I. Original Works. Margerie’s works include Les dislocations de l’écorce terrestre (Zurich, 1888), written with G. de La Noë. With F. Schrader he wrote “Aperçu de la structure géologique des Pyrénées,” in Annuaire de Club alpin français,18 (1892), 557–619; and “Aperçu de la forme et du relief des Pyrénées,” ibid., 19 (1893), 432–453. He also wrote Catalogue des bibliographies géologiques (Paris, 1896); and, with several collaborators, La face de la terre, 6 vols. (Paris, 1897–1918), the trans. of Suess’s Das Antlitz der Erde. Other works include “Le Jura,” in Mémoires pour servirà l’explication de la carte géologique de la France, 2 vols. (Paris, 1922–1936); “L’oeuvre de Sven Hedin et l’orographie du Tibet,” in Bulletin de la Section de géographic des travaux historiques et scientifiques,43 (1928), 1–139; “Les dernières feuilles de la carte générale bathymétrique des océans (panneau du pôle nord),” in Comptes rendus hebdomadaires des séances de l’Acaémie des Sciences,192 (1931), 1689–1694, and in Bulletin de l’Institut océanographique,580 (1931), 1–6; Critique et géologie. Contribution à l’histoire des sciences de la terre, 4 vols. (Paris, 1943–1948); “Carte géologique internationale de l’Afrique,” in Comptes rendus…de l’Académie des Sciences,235 (1952), 591–592; and Études américaines. Géologie et géographic,I (Paris, 1952).

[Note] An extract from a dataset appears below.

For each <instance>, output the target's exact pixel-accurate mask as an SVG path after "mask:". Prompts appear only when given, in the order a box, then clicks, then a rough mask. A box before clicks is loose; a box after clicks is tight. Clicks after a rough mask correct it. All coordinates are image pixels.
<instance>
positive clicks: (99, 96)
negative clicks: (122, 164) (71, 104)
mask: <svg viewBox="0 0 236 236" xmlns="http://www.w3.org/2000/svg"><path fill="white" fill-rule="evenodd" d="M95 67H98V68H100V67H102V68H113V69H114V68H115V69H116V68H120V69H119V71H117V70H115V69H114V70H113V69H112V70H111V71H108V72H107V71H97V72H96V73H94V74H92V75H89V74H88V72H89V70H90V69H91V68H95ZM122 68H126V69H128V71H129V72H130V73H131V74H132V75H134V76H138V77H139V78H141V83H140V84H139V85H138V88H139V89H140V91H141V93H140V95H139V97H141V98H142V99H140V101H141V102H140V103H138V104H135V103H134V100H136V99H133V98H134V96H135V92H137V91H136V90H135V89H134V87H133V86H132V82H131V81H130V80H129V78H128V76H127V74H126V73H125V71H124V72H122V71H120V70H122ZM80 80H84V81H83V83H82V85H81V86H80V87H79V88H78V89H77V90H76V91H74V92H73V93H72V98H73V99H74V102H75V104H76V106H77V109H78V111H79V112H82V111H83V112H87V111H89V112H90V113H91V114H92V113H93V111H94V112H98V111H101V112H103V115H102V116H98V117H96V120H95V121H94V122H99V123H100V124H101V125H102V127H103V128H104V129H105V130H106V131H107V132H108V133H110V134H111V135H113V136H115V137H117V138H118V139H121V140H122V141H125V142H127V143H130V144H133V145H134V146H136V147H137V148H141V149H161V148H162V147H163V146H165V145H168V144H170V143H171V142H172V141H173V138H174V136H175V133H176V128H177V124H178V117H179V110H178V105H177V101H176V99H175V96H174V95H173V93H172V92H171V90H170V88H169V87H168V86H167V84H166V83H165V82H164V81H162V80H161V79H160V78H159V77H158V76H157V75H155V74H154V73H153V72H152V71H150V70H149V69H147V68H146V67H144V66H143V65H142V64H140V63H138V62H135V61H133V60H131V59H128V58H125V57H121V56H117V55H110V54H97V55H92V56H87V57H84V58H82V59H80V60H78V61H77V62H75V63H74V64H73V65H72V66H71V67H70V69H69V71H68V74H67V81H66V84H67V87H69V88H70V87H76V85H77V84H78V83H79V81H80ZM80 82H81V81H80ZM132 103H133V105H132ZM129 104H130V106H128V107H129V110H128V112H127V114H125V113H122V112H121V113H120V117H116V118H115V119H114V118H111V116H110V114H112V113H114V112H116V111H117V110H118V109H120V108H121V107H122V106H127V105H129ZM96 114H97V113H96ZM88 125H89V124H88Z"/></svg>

II. Secondary Literature. On Margerie and his work, see the anonymous article in Comptes rendus du Comiténational français de géodésie et géophysique (1955), 32–34; H. Badoux in Actes de la société helvétique des sciences naturelles,134 (1954), 347–348; P. Fourmarier, in Bulletin de la Société géologique de France, 6th ser., 4 (1954), 281–302, with a complete bibliography and portrait; S. Gillet, in Bulletin du Service de la carte géologique d’Alsace et de Lorraine,7 (1954), 5–7, with portrait; C. Jacob, in Comptes rendus …de l’Académie des Sciences,238 (1954), 20–23; E. Paréjas, in Archives des Sciences, 8 (1955), 69–70; and C. E. Wegmann, in Geologische Rundschau,42 (1954), 314–316.